CHAPTER XVI.

WORDS WHICH HAVE CHANGED THEIR MEANING.

We have seen in the chapter on "slang" how people are continually using old words in new ways, and how, through this, slang often becomes good English and good English becomes slang. The same thing has been going on all through the history of language. Other words besides those used as slang have been constantly getting new uses. Many English words to-day have quite different meanings from those which they had in the Middle Ages; some even have exactly opposite meanings to their original sense. Sometimes words keep both the old meaning and the new.

In this matter the English language is very different from the German. The English language has many words which the Germans have too, but their meanings are different. The Germans have kept the original meanings which these words had hundreds of years ago; but the thousands of words which have come down to us from the English language of a thousand years ago have nearly all changed their meanings.

We have two of these old words which have now each two exactly opposite meanings. The word fast means sometimes "immovable," and sometimes it means the exact opposite—"moving rapidly." We say a key is "fast" in a lock when we cannot get it out, and we say a person runs "fast" when we mean that he runs quickly. The first meaning of steadiness is the original meaning; then the word came to be used to mean "moving steadily." A person who ran on, keeping up a steady movement, was said to run fast, and then it was easy to use the word for rapidity as well as steadiness in motion or position.

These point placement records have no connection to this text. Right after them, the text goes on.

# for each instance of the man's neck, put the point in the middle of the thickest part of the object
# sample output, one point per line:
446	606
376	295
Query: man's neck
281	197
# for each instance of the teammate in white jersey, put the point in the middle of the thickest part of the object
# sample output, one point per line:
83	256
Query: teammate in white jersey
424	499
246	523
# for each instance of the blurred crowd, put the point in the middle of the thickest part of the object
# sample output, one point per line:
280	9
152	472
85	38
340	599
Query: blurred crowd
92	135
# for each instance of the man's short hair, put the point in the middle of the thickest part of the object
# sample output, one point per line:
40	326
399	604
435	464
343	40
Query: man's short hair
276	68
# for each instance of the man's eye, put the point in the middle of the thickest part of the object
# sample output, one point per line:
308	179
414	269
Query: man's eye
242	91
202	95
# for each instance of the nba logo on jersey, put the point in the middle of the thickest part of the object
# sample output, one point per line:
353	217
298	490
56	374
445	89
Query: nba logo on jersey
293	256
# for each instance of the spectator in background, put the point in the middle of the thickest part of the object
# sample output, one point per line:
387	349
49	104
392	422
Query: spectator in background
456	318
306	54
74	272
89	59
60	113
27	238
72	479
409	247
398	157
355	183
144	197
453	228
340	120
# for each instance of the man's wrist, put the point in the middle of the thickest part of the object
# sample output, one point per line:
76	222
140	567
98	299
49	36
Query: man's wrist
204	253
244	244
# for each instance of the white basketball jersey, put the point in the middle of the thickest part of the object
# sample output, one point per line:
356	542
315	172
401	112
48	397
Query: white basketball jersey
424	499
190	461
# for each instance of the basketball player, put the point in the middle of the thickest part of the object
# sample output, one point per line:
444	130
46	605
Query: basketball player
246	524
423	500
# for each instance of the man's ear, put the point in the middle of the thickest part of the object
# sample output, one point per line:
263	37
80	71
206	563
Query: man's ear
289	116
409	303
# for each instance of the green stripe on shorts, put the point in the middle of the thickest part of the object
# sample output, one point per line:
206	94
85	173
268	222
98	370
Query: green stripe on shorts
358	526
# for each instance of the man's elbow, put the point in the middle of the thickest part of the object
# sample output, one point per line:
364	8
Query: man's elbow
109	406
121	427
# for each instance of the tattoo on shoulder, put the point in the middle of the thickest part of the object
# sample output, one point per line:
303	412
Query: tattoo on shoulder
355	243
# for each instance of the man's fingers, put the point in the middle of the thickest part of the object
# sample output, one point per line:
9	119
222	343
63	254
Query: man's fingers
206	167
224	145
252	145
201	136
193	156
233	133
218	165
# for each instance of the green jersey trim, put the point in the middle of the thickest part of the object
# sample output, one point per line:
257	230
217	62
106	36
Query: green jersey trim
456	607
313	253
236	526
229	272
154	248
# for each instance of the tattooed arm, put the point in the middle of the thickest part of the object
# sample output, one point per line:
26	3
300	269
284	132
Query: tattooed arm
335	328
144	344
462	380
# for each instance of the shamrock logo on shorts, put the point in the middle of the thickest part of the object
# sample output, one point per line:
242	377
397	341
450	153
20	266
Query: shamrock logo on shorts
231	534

This is how the word fast came to have two opposite meanings.

Another word, fine, has the same sort of history. We speak of a "fine needle" when we mean that it is thin, and a "fine baby" when we mean that it is fat. The first meaning is nearer to the original, which was "well finished off." Often a thing which had a great deal of "fine" workmanship spent on it would be delicate and "fine" in the first sense, and so the word came to have this meaning. On the other hand, the thing finished off in this way would generally be beautiful. People came to think of "fine" things as things to be admired, and as they like their babies to be fat, a fat baby will generally be considered a fine baby. It was in this kind of way that "fine" came to have its second meaning of "large."

The common adjectives glad and sad had quite different meanings in Old English from those they have now. In Old English glad meant "shining," or "bright," but in a very short time it came to mean "cheerful." Now it means something rather different from this, for though we may speak of a "glad heart" or "glad spirit," such expressions are chiefly used in poetry. Generally in ordinary speech when we say that we are "glad" we mean that we are pleased about some special thing, as "glad that you have come."

Sad in Old English meant to have as much as one wanted of anything. Then it came to mean "calm" and "serious," perhaps from the idea that people who have all they want are in a mood to settle down and attend to things seriously. Already in Shakespeare's writings we find the word with its present meaning of "sorrowful." It has quite lost its earlier meaning, but has several special new meanings besides the general one of "sorrowful." A "sad tint," or colour, is one which is dull. "Sad bread" in the north of England is "heavy" bread which has not risen properly. Again, we describe as "sad" some people who are not at all sorrowful. We say a person is a "sad" liar when we mean that he is a hopeless liar.